In [59]:
import sys
import os
import numpy as np
import pickle
source_loc = "/project/wyin/jlee/ml-project/source"
sys.path.append(source_loc)
from utilities import ProblemStatement, UnscaledData, ScaledData, order_validation

data_loc, X_name, y_name = ProblemStatement().prob_vars
data = ScaledData(data_loc, X_name, y_name, check_data = True)    #Set check_data to False to suppress output.

Double checking dataset sizes:

Training set x size: (25534, 354). Training set y size: (25534, 3)

validation set x size: (3103, 354). Validation set y size: (3103, 3)

Testing set x size: (3238, 354).
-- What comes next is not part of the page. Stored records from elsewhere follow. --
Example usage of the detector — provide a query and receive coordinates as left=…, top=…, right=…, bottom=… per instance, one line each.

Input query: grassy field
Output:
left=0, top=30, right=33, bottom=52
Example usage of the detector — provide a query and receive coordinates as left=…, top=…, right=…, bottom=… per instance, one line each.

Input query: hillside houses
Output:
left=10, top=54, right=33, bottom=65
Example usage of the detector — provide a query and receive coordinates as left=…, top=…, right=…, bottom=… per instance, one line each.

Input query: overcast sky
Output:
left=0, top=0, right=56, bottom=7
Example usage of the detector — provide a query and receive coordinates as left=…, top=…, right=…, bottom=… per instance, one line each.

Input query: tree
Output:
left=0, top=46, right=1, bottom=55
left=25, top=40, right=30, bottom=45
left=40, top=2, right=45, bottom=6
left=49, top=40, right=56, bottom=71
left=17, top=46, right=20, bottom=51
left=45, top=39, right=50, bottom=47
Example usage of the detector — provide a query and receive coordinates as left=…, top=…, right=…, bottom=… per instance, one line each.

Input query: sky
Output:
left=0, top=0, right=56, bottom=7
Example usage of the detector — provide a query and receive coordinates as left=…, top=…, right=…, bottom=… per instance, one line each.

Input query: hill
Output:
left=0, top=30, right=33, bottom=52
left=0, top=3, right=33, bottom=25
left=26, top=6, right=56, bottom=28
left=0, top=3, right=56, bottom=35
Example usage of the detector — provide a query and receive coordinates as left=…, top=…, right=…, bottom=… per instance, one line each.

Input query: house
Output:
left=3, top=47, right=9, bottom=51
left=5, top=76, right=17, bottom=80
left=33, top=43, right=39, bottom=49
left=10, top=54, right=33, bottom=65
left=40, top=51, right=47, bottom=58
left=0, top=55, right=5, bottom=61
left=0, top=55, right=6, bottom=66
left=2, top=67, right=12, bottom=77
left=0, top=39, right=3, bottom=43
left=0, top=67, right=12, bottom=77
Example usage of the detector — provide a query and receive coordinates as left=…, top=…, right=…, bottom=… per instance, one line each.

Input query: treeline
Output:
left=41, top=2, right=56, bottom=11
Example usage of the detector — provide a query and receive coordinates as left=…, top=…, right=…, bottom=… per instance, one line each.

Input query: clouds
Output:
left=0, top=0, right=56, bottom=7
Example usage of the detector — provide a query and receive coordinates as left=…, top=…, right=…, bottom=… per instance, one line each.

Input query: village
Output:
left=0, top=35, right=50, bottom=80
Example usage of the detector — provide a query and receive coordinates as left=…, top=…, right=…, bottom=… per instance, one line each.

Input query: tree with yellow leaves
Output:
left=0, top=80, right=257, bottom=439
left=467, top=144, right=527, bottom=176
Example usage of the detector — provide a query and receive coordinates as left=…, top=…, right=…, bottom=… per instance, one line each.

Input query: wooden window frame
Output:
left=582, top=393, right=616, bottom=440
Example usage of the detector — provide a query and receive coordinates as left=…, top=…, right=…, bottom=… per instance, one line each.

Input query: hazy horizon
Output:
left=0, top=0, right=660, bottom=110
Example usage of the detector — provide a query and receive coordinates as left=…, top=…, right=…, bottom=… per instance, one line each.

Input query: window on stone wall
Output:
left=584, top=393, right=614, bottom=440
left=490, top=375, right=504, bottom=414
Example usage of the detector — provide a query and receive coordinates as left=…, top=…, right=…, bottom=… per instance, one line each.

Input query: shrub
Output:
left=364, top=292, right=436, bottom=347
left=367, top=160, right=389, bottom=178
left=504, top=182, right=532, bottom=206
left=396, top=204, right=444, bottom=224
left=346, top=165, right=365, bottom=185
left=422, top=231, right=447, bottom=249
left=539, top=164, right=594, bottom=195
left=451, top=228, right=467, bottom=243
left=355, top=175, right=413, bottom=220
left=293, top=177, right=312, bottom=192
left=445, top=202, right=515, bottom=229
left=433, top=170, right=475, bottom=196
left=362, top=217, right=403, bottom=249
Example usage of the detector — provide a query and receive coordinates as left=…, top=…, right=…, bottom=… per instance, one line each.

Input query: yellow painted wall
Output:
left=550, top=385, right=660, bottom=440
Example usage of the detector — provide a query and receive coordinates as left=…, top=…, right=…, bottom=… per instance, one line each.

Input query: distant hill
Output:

Testing set y size: (3238, 3)



Create the hyperparameter folder if it doesn't exist yet

In [60]:
if not os.path.exists("hyperparameters"):
    os.mkdir("hyperparameters")

Name this grid search run, and whether to save the resulting models.
Set hyperparameters for grid search here: 

1. layer_sizes: Architecture of the network, set as a list of lists, with each list element representing the sequential neuron numbers in each layer
2. learning_rate: Set as list of starting learning rates
3. batch_size: Set as list of batch sizes
4. schedule_factor: Set as list of factors. Factor determines how much the learning rate reduces on loss plateau
5. max_time: Set as "DD:HH:MM:SS" string

In [61]:
run_name = "test-4"
save_models = True

layer_sizes = [[354, 256, 128, 64, 32, 3], [354, 256, 140, 50, 3]]
learning_rate = [0.001, 0.005, 0.01]
batch_size = [128, 256]
schedule_factor = [0.2, 0.5]
max_time = "00:00:00:30"

Save the settings for the grid search to a pickle file.

In [62]:
f = open("hyperparameters/grid-search","wb")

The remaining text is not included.